Voglia di lavorare insieme
Quello che mi sembra l’aspetto più importante di tutti è il grande interesse a lavorare insieme a livello internazionale. C’è sempre stato ovviamente, sta un po’ nel dna della Transizione, quello che è cambiato adesso è che gli hub sono più definiti e organizzati, insomma, sono davvero pronti a pensare a strategie anche su ampia scala geografica. La sensazione di tutti era quella di aver raggiunto un nuovo punto evolutivo… bene, molto bene.
Lario dell’università di Malmo
E infine l’università
Per concludere, davvero buffo andare a fare una lezione all’università e ancora una volta un’esperienza interessantissima. In realtà tutto il mio viaggio è stato reso possibile (finanziariamente) da loro grazie all’attenzione di Fredrik Björk del Dipartimento di Studi Urbani dell’Università di Malmo. Persona squisita e contatto importantissimo perché direttamente impegnato nel Global Wellbeing Lab.
Jann Forsmark uno dei fondatori dell’hub svedese
Fredrik non era a Malmo purtroppo, perché appunto in Butan a valutare lo sviluppo del Gross National Happines index (l’indice della felicità interna lorda), ma è stato così gentile da organizzare una lezione aperta con gli studenti del suo dipartimento che mi hanno ascoltato con incredibile attenzione e fatto domande estremamente mirate e intelligenti.
Li immaginavo però più consapevoli di noi italiani rispetto agli scenari da affrontare e invece non lo erano, per chi sa di cosa parlo, la mappa del clima li vedeva praticamente tutti al centro come accade qui. Segno che in ogni luogo c’è ancora molto lavoro da fare per migliorare la nostra comprensione della realtà.

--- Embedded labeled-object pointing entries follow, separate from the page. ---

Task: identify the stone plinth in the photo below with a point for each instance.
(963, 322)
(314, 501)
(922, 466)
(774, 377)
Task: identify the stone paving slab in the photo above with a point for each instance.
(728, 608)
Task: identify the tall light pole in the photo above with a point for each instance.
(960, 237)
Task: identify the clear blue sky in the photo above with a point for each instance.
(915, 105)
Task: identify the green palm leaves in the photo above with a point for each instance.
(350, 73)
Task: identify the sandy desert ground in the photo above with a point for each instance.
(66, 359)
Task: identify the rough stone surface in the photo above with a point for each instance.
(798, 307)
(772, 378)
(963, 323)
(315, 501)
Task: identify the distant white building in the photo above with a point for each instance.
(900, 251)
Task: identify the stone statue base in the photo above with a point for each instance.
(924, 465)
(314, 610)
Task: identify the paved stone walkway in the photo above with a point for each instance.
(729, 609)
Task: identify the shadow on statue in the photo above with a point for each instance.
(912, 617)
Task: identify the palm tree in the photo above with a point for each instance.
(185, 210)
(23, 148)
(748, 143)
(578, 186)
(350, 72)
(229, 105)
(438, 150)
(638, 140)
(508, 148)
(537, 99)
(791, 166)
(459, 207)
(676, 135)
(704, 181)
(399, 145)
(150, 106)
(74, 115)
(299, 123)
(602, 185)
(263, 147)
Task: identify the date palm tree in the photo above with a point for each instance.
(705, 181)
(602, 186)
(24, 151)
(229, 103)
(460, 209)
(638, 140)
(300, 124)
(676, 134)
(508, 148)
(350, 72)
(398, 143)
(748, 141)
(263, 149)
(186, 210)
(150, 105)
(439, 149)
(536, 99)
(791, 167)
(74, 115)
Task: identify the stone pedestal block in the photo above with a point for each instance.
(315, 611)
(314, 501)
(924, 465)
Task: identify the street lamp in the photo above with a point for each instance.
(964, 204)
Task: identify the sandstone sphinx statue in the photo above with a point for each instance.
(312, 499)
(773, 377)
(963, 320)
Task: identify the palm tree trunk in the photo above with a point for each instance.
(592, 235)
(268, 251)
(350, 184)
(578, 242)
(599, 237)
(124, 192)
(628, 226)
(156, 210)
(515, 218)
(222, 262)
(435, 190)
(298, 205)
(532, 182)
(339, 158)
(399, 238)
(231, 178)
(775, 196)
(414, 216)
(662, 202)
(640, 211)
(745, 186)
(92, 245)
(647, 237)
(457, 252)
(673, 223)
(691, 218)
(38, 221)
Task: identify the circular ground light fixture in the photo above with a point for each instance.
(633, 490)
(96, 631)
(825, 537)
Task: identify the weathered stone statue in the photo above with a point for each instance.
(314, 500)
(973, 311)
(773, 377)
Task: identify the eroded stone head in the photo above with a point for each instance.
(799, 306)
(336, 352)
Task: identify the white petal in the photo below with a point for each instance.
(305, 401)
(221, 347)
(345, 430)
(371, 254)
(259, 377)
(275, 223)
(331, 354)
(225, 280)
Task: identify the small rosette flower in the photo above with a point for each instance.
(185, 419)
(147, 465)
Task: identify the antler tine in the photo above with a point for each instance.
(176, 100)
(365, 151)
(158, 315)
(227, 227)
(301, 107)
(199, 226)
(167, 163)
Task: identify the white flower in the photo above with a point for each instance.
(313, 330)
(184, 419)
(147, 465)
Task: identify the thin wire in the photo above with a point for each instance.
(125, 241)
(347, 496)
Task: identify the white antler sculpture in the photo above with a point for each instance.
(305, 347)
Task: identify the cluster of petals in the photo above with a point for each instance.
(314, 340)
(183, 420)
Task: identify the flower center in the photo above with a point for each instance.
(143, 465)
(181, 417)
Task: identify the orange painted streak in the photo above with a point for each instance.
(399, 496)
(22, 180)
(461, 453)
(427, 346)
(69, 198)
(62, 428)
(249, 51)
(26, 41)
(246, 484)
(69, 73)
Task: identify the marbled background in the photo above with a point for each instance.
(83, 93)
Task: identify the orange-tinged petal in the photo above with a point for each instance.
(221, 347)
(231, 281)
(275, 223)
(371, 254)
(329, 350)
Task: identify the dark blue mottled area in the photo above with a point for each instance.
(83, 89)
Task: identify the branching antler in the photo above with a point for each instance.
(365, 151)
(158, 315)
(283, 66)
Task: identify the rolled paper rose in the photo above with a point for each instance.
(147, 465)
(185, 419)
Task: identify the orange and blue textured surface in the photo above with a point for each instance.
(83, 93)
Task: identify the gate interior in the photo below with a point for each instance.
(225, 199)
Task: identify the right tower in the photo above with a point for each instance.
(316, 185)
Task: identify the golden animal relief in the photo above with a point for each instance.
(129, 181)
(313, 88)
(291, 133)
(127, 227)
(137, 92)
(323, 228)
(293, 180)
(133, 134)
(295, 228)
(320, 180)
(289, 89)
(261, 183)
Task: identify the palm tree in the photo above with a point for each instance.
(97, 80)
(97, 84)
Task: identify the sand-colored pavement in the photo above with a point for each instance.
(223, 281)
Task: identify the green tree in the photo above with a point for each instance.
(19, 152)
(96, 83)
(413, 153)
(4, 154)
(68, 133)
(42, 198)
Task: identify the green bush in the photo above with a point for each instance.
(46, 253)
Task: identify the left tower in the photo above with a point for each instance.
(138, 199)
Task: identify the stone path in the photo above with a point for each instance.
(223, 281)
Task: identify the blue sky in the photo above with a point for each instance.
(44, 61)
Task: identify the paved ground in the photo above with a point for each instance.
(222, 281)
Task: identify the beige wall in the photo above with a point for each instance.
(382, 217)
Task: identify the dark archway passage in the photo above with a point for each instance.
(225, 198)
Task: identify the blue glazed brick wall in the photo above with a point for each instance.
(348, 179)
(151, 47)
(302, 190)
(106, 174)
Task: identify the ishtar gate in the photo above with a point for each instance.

Per contro, in quei ragazzi c’era una freschezza e un’entusiasmo che temo qui sia completamente scomparso. Alla mattina ho avuto la fortuna di assistere a una presentazione di loro progetti ed erano davvero brillanti, fattibili e assennati (si capiva anche erano stati guidati da una docenza molto saggia). Ma quello che era impressionante era l’energia positiva e una generale fiducia nel futuro che qui sta sparendo.
Jann che è stato il mio “custode” in questi giorni svedese dice che comunque me la sono cavata, speriamo sia vero e di aver lasciato qualcosa di utile.